Physical Adversarial Attacks on AI Surveillance Systems:Detection, Tracking, and Visible--Infrared Evasion

arXiv cs.CV / 4/9/2026

💬 OpinionSignals & Early TrendsIdeas & Deep AnalysisModels & Research

Key Points

  • The paper argues that physical adversarial attacks should be evaluated in surveillance-like settings where detection, multi-object tracking, and visible–infrared sensing interact over time.
  • It explains why per-frame RGB results can be misleading for real systems, especially for night-time or dual-modal (visible + thermal) deployments.
  • The review emphasizes key technical dimensions—temporal persistence, sensing modality, realism of the physical attack carrier, and system-level attack objectives—organized into a four-part taxonomy.
  • It discusses how recent work on multi-object tracking evasion, dual-modal visible–infrared attacks, and controllable clothing illustrates a shift in how the field should interpret robustness.
  • It highlights unresolved evaluation gaps such as robustness to distance and camera-pipeline variation, the need for identity-level metrics, and testing that accounts for activation-aware threats.

Abstract

Physical adversarial attacks are increasingly studied in settings that resemble deployed surveillance systems rather than isolated image benchmarks. In these settings, person detection, multi-object tracking, visible--infrared sensing, and the practical form of the attack carrier all matter at once. This changes how the literature should be read. A perturbation that suppresses a detector in one frame may have limited practical effect if identity is recovered over time; an RGB-only result may say little about night-time systems that rely on visible and thermal inputs together; and a conspicuous patch can imply a different threat model from a wearable or selectively activated carrier. This paper reviews physical attacks from that surveillance-oriented viewpoint. Rather than attempting a complete catalogue of all physical attacks in computer vision, we focus on the technical questions that become central in surveillance: temporal persistence, sensing modality, carrier realism, and system-level objective.
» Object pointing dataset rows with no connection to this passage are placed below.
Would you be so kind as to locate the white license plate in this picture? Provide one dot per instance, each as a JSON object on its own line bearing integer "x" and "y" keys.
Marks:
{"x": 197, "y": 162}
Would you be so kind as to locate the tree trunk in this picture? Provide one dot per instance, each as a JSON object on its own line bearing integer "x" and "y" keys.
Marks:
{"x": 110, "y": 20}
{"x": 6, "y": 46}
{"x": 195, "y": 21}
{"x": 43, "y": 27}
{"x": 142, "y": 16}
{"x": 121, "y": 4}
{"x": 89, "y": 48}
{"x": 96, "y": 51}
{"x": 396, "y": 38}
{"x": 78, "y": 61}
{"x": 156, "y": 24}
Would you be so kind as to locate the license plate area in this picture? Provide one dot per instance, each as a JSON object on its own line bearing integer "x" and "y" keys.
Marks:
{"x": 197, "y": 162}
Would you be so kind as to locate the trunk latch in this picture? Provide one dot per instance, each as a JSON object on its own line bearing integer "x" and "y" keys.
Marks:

We organize prior work through a four-part taxonomy and discuss how recent results on multi-object tracking, dual-modal visible--infrared evasion, and controllable clothing reflect a broader change in the field. We also summarize evaluation practices and unresolved gaps, including distance robustness, camera-pipeline variation, identity-level metrics, and activation-aware testing. The resulting picture is that surveillance robustness cannot be judged reliably from isolated per-frame benchmarks alone; it has to be examined as a system problem unfolding over time, across sensors, and under realistic physical deployment constraints.